Depression during pregnancy is a difficult problem since women are discouraged from taking antidepressants. Yet untreated depression during pregnancy can compromise her unborn baby's health, increasing risk of preeclampsia, lower birth weight, premature birth, and childhood behavioral problems, explains lead researcher C. Neill Epperson, MD, a psychiatrist with Yale School of Medicine.

Her study appears in this month's Journal of Clinical Psychiatry.

These mothers are at very high risk of postpartum depression, which further puts her child at risk for brain development problems, depression, and substance abuse. And while most antidepressants do not cause major birth defects, they may adversely affect the newborn's growth and development.

Bright light therapy has shown promise as an effective treatment for depression, writes Epperson.

It involves sitting in front of a specially designed light box that provides either a bright or dim light for 60 minutes within 10 minutes of waking up.
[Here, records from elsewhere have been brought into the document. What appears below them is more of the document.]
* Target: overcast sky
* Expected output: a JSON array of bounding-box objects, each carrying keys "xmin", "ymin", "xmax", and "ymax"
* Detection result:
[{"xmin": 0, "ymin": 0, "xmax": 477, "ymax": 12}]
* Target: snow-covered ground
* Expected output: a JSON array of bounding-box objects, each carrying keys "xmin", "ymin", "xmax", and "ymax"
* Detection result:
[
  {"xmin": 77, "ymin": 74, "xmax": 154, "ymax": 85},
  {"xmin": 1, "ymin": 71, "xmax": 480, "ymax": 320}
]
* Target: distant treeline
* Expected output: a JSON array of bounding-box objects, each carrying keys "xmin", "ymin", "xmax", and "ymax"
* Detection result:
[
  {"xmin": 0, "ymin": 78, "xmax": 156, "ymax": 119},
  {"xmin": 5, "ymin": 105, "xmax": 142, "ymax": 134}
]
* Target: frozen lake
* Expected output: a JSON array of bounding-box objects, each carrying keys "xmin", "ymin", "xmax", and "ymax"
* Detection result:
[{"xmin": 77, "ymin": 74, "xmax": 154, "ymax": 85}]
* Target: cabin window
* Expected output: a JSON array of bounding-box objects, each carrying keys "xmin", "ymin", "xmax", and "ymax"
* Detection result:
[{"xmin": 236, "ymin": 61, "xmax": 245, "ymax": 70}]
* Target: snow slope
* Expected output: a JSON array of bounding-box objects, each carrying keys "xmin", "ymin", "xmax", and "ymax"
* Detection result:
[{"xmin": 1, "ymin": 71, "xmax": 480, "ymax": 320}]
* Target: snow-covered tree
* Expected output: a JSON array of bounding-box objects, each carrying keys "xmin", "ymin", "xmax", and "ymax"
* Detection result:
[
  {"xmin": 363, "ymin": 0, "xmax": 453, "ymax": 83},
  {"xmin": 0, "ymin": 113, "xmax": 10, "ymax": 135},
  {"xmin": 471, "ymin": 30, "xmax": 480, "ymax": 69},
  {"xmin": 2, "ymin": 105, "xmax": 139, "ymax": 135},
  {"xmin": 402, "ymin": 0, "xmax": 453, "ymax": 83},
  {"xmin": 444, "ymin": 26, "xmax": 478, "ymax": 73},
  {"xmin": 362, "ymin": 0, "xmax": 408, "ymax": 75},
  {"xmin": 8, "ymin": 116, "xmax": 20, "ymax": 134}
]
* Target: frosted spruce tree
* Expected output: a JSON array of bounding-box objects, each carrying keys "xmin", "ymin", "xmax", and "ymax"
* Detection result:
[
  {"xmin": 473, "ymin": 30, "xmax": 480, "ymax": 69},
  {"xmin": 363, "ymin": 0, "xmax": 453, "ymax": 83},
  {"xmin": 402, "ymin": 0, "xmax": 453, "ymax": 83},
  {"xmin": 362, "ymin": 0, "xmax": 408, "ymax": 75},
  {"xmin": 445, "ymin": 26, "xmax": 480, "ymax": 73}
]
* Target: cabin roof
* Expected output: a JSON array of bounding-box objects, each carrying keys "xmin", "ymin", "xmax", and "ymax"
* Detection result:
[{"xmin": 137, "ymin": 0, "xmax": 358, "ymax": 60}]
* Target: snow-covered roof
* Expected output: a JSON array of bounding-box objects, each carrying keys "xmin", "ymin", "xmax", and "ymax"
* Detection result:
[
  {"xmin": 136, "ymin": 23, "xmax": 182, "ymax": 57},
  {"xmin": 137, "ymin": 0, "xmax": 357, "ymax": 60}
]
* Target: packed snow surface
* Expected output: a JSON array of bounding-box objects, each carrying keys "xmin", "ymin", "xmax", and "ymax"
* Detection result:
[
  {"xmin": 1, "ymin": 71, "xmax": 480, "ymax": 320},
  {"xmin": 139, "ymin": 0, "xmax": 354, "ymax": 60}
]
In her study, 10 pregnant women, all diagnosed with depression, were assigned to get either five weeks of bright light therapy or were exposed to dim room light. The women underwent a standard interview to measure symptoms of depression and were given a score.

Researchers found a just small difference in the women's depression scores after five weeks. However, after 10 weeks of light therapy, they saw a significantly beneficial effect.

Depression scores were reduced in the women who were exposed to bright light therapy compared with women exposed to dim lights.

The encouraging finding "underscores the need for a full-scale clinical trial to determine whether light therapy can be added as a treatment" for depression during pregnancy, Epperson writes.